Geef daarom goede aandacht, aan alle wezens! Toon uw liefde voor de mensen, die dag en nacht offers brengen- offers aan u. Daarom, bescherm ze ijverig.
Brahma huizen
Grotere en belangrijkere gebouwen herbergen geen voorouders, maar goden uit het hindoeïstische pantheon. Deze Brahma’s staan hiërarchisch hoger in de godenwereld. Door langere tijd op een van de Brahma-vihara’s te contempleren wordt iemand een Brahma. Ook Brahma’s komen gebroederlijk naast elkaar in het hindoeïsme en boeddhisme voor. Op een plakkaat is dan weer mooi de link te zien tussen de zuivere staten en de Brahma’s.
Er zijn meerdere Brahma’s die in een groter godenhuis geplaatst kunnen worden. Phra Brahma oftewel Shiva, met vier hoofden, die het ontstaan en vergaan van de wereld overziet. Ook Lakshmi, Ganesha en andere Brahma’s kunnen geplaatst worden in een schrijn.
Het is een feestelijk gezicht al die huisjes. Ik weet niet of er in aanliggende boeddhistische landen ook zo enthousiast bij een focuspunt- dat zo’n schrijn is, momentjes in de dag genomen worden om even aan de goede voorouders te denken of aan de heilzame uitwerking die andere onzichtbare wezens op je leven kunnen hebben.
Foto’s Arjan Schrier.
Erik Hoogcarspel zegt
Dank voor de mooie foto’s, maar heb je ook de bergen stukgeslagen voorouderhuisjes gezien, vaak even buiten het dorp?

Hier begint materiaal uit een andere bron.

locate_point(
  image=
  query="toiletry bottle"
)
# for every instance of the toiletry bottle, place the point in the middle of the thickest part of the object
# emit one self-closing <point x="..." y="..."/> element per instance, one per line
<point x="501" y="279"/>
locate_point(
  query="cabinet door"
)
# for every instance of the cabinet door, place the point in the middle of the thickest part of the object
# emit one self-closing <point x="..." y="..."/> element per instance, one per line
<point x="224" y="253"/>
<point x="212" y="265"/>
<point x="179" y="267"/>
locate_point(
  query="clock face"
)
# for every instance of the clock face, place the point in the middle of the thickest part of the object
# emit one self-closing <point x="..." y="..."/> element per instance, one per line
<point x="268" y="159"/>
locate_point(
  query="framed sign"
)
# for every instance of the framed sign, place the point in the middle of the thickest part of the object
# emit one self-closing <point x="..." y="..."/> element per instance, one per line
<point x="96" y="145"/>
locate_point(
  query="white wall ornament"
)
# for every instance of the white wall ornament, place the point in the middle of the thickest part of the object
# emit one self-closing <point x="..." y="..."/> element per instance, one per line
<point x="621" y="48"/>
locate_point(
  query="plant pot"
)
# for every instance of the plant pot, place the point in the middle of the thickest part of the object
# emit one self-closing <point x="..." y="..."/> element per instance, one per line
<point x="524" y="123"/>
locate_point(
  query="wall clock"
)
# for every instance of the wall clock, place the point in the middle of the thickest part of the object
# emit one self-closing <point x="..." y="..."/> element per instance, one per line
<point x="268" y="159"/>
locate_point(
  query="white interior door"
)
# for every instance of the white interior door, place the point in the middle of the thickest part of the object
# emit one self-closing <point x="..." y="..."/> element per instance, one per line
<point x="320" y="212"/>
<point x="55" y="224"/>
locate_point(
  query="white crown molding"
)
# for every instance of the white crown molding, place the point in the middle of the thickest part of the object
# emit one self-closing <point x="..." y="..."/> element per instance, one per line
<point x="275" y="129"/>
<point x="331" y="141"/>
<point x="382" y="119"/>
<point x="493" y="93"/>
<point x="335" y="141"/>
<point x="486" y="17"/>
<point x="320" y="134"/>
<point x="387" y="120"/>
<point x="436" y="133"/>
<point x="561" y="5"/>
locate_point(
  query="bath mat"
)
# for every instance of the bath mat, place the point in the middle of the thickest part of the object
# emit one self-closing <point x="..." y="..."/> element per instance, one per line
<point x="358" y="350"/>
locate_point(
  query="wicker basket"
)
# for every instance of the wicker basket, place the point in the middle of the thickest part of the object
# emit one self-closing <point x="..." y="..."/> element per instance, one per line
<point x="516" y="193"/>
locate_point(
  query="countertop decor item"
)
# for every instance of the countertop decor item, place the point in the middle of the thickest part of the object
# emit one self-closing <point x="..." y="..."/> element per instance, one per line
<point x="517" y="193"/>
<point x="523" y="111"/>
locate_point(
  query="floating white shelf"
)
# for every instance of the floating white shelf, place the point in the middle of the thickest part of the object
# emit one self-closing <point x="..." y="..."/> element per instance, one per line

Kloosters voeren regelmatig campagne tegen de cultus.
François la Poutré zegt
De bergen kapotte voorouderhuisjes bestaan niet uit stukgeslagen huisjes, maar uit huisjes én “bewoners” die door wat voor oorzaak dan ook kapot gegaan zijn. Die mag je niet zomaar bij het huisvuil neerzetten, maar moeten op speciale plaatsen worden verzameld. In onze ogen ziet dat er als een berg troep uit, maar tegenover Thai zou ik het zo niet durven omschrijven. In de voorouderhuisjes staan vaak allerlei beeldjes die wij kitsch zouden noemen; allerlei dieren, maar ook Mickey Mouse, Hello Kitty en pokémon-karakters. Als die in het huisje hebben gestaan moeten ze bij beschadiging ook naar de officiële beschadigdevoorouderhuisjesbewonersverzamelplaats.

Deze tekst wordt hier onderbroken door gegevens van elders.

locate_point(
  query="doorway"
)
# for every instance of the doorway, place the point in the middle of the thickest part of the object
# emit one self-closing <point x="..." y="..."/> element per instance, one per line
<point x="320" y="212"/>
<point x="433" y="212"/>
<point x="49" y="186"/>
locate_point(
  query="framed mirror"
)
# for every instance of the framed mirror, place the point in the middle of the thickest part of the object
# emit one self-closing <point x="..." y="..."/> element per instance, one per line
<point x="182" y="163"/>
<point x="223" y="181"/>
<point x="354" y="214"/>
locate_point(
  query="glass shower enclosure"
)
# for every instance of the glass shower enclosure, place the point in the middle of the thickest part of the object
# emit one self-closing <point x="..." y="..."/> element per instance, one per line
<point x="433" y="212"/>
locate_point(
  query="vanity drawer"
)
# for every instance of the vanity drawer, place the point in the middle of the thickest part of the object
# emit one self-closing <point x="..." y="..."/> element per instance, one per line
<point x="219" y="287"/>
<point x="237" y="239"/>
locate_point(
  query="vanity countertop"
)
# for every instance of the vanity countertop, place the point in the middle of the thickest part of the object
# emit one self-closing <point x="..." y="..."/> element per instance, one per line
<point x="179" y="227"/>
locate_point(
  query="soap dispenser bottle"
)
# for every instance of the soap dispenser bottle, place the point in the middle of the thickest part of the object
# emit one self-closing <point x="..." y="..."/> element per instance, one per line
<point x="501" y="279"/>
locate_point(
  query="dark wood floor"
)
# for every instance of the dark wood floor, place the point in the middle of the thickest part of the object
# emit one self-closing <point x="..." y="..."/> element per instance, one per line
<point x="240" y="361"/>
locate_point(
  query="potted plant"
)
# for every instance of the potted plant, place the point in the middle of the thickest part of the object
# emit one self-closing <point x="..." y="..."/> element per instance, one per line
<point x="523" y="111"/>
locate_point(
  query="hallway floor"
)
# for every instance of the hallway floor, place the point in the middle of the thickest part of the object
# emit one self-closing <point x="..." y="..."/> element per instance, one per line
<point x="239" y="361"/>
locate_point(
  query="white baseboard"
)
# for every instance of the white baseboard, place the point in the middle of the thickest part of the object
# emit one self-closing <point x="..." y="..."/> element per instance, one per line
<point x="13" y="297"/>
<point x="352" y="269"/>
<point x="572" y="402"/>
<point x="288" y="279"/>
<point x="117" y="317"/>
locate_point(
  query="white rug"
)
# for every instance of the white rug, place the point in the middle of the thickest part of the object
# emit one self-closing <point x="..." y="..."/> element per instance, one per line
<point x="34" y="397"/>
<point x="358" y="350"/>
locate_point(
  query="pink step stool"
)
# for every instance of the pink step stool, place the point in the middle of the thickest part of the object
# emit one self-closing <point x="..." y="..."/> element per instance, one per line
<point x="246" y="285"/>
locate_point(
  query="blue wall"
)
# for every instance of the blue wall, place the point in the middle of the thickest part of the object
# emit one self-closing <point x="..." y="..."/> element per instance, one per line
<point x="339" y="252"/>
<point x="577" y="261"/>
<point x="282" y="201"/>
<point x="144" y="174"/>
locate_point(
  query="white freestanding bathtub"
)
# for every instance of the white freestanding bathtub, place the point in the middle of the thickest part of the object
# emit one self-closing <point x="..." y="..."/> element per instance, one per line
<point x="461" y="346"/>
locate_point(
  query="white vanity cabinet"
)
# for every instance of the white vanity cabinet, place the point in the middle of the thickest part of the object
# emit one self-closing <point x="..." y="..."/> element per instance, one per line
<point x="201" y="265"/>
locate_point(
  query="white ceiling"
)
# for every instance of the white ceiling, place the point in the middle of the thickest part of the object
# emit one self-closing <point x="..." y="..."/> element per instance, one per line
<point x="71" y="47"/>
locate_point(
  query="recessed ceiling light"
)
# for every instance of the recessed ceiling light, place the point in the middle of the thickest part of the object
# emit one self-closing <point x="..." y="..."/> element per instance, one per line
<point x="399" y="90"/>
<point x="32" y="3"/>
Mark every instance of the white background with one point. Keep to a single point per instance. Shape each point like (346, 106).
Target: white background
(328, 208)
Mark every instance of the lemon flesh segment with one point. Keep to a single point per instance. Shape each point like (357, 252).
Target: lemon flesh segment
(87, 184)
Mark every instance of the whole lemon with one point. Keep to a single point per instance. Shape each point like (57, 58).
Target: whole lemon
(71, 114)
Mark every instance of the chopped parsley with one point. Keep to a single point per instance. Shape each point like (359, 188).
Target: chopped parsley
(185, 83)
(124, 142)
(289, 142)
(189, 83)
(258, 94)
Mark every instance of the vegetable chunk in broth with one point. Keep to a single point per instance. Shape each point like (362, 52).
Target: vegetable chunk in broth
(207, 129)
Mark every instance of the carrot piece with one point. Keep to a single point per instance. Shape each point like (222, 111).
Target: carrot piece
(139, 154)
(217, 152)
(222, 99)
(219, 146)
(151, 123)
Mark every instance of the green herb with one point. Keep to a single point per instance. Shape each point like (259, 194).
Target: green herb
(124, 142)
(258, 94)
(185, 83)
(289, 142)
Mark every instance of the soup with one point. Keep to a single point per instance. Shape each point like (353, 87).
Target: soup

Overigens houden ook de Thai niet van voedselverspilling en aangenomen mag worden dat ook de voorouders daar niets van moeten hebben. Op sommige dagen wordt er extra geofferd. De man die bij de bouw van ons huisje geholpen heeft kwam met onder meer gegrillde kippen en een fles whiskey aan. We vonden dat wel een heel groot offer en boden hem aan de whiskey, die hier behoorlijk duur is, voor onze rekening te nemen. Dat accepteerde hij dankbaar. Nadat de offergaven waren uitgestald stak hij wierook aan en na enkele gebeden vertrok hij. Een uur later kwam hij terug, pakte de kippen, de whiskey en de andere gaven in en wilde weer vertrekken. Natuurlijk wilden we wel even weten hoe dat zat. Het bleek dat de tijd die een wierookstokje nodig heeft om op te branden beschouwd wordt als voldoende tijd voor de voorouders om te eten wat ze eten willen. Wat nog over is nadat de wierook is opgebrand mag je dus zelf opeten. Of drinken. De whiskey heeft hem vast extra lekker gesmaakt. Het was hem gegund.